春先から開催されていた『LOVE展』が9月1日で開催終了となった。偶然にも見に行かないかと友人が誘ってくれたので、残暑が厳しいなか六本木まで足を運んできた。
六本木ヒルズ森美術館に到着して驚いたのは、同時開催されている『ハリーポッター展』に集まる客の数だ。入場は映画の上映のように時間区切りとなっているが、午後1時の段階ですでに夕方過ぎの回まで入場締切が告げられており、館内は入場を待ちわびる客が長蛇の列を作っており、その人気を窺わせた。
さて、目的のLOVE展へ。東京シティビューという展望台のチケットを購入することで同フロアで開催されている展示も見ることができるようになっている。

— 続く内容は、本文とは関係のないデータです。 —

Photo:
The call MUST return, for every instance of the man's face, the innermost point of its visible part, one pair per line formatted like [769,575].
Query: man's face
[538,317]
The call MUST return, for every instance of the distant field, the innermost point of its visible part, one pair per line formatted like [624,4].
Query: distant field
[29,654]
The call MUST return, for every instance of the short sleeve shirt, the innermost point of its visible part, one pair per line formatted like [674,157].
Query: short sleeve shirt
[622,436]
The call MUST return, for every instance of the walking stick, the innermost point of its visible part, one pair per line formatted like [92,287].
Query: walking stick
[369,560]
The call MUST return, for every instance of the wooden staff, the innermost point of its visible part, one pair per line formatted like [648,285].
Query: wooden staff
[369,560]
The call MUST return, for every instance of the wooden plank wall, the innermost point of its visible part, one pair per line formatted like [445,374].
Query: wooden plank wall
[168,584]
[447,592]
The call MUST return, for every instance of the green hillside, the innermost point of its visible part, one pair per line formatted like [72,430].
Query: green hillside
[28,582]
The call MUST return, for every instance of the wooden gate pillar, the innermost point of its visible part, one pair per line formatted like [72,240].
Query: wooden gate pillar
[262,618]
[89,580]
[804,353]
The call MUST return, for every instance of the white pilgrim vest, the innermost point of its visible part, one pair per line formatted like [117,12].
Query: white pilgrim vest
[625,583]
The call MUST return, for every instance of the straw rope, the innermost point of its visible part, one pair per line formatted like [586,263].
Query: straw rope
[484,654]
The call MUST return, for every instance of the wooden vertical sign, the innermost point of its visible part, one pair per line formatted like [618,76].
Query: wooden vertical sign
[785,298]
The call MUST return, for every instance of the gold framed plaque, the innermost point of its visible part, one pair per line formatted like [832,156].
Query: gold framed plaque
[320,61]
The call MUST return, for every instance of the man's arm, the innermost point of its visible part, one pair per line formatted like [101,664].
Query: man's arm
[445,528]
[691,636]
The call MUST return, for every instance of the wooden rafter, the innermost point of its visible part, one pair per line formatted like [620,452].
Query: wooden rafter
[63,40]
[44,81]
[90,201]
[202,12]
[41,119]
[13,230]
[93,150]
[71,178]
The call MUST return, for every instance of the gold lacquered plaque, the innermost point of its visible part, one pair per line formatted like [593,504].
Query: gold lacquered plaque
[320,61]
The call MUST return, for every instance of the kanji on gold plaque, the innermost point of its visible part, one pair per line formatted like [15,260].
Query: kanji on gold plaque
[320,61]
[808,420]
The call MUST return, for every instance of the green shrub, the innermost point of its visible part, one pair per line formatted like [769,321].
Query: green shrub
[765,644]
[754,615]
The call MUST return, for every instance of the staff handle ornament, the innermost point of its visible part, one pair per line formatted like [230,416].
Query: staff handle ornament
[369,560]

展示室は4つのパートで構成されている。恋愛の始まり、家族愛、愛情表現、あともうひとつは失念したが、それぞれのテーマに合った作品が展示されている。

展示のひとつひとつを眺めていて感じたことは、出会った者同士によって愛し方、愛され方はまったく変わる、というごくごく自然のものだった。私たちは長い間生きていく中で本、雑誌、ドラマ、映画などを通じて人と人とがどのように愛し合っていくのかを知っていく。しかし、それは世間一般に受け入れられるようにメディアが加工、抽出したテンプレートのようなところもあって、世界中の人々がそのテンプレート通りの恋愛を謳歌しているとは限らない。
むしろ、LOVE展で目を引いたのは、そうしたテンプレートから外れた恋愛のかたちだと感じた。暴力によって相手を愛していると表現する人もいれば、映像として撮影してあった子どもに対して呼びかけることで愛情を表明する場合もある。結局のところ、愛情というものがつかみどころのないものであるがゆえに、愛情を伝えようとする人は自分たちがベストだと感じる表現方法で愛情を表現するしかないのである。
そうして愛情を表明したとしても、それが相手に伝わるかどうかは定かではなくて、これまた愛情表現の難しいところだなあと思った次第である。